以上のようにして得られた各種の熱延板のミクロ組織を前述の方法で観察し、熱延板の平均結晶粒径D(μm)を測定した。測定結果を、表2に示す。
次いで、各種の熱延板を酸洗したのち、表2に示す圧延率で冷間圧延を施して冷延板(板厚0.55mm)とし、更に連続焼鈍設備あるいは連続溶融亜鉛めっき設備にて連続焼鈍処理を施した。連続焼鈍処理時の加熱温度(焼鈍温度)AT、該加熱温度(焼鈍温度)での保持時間は表2のとおりである。また、一部の冷延板については連続焼鈍処理後、460℃まで冷却したのち、溶融亜鉛めっき処理、或いは更に合金化処理を施した。合金化処理は、合金化処理温度:500℃に5s保持することにより行った。
以上のようにして得られた焼鈍後(或いは溶融亜鉛めっき処理後、合金化処理後)の鋼板に、伸長率0.8%の調質圧延を施した後、試験片を採取し、組織観察、引張試験、U曲げ加工試験を行い、フェライト相の体積率、圧延方向引張強さTSを求めるとともに、U曲げ加工性の評価を行った。試験方法は以下のとおりである。
<引張試験>
焼鈍後(或いは溶融亜鉛めっき処理後、合金化処理後)の鋼板から、圧延方向を長さ方向(引張り方向)としたJIS 5号サイズの試験片を採取し、JIS Z 2241に準拠した引張試験を行い、圧延方向引張強さTSを求めた。
<組織観察>
焼鈍後(或いは溶融亜鉛めっき処理後、合金化処理後)の鋼板から、試験片を採取し、試験片の圧延方向断面を機械的に研磨し、ナイタールで腐食した後、走査型電子顕微鏡(SEM)で倍率:500倍にて撮影した組織写真(SEM写真)を用い、画像解析装置によりフェライト相、フェライト相以外の組織の種類、および、それらの面積率を求め、各相の体積率とした。
<U曲げ加工試験>
焼鈍後(或いは溶融亜鉛めっき処理後、合金化処理後)の鋼板(厚さ:0.55mm)から、圧延方向:25mm、圧延垂直方向:60mの試験片を採取し、圧延垂直方向が曲げ方向となるようU曲げ加工を施した。

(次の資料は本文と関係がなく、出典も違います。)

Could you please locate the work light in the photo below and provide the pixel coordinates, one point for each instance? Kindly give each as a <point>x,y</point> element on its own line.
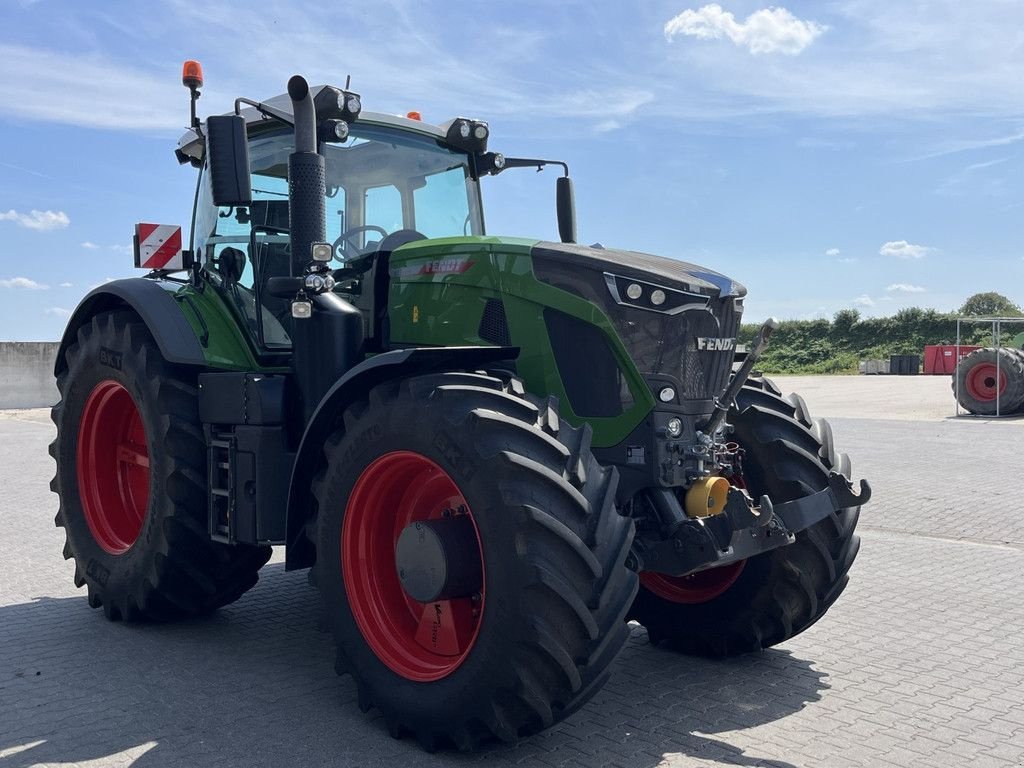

U曲げのパンチRは2.0mmとした。
耐腰折れ性の評価は、U曲げ試験過程の試験片を観察し、図3に示すように曲げパンチと試験片の間に空隙が確認された場合は「耐腰折れ性:不良(×)」、とし、図4に示すように曲げパンチと試験片の間に空隙が確認されない場合は「耐腰折れ性:良好(○)」とした。また、U曲げ試験後の曲げ部を観察し、割れの有無を確認した。
以上の結果を、表3に示す。
本発明例はいずれも、U曲げ加工時に腰折れや割れが発生せず、優れた曲げ加工性を有するとともに圧延方向引張強さTSが600MPa以上である高強度薄鋼板となっている。また、本発明例はいずれも、フェライト相を主相とする冷間圧延回復組織を有していた。一方、本発明の範囲を外れる比較例は、所定の高強度が確保できていないか、U曲げ加工時に腰折れや割れが発生している。

Claims (5)

  1. 鋼素材を加熱し、粗圧延と仕上げ圧延からなる熱間圧延を施し、仕上げ圧延終了後、冷却し、巻き取り、熱延板とする熱間圧延工程と、前記熱延板に冷間圧延を施し冷延板とする冷間圧延工程と、さらに前記冷延板を所定の温度まで加熱し、該加熱温度に一定時間保持し、その後冷却する焼鈍処理を施す連続焼鈍処理工程と、歪みを導入する工程とを順次施し薄鋼板とするにあたり、
    前記鋼素材を、質量%で、
    C :0.025%超0.080%以下、 Si:0.3%以下、
    Mn:0.05%以上0.50%以下、 P :0.05%以下、
    S :0.05%以下、 Sol.Al:0.01%以上0.10%以下、
    N :0.0050%以下
    を含有し、残部がFeおよび不可避的不純物からなる組成とし、前記熱間圧延工程の加熱温度を1000℃以上とし、前記仕上げ圧延の仕上げ圧延終了温度をAr3点以上920℃以下とし、前記巻き取りの巻取り温度を700℃以下とし、前記冷間圧延工程の圧延率CRを60%以上85%以下とし、前記連続焼鈍処理工程の加熱温度ATを下記(1)式を満足する温度とし、さらに前記歪みを導入する工程での該歪量を、調質圧延における伸長率相当量で0.3%以上とすることを特徴とする耐腰折れ性に優れた高強度薄鋼板の製造方法。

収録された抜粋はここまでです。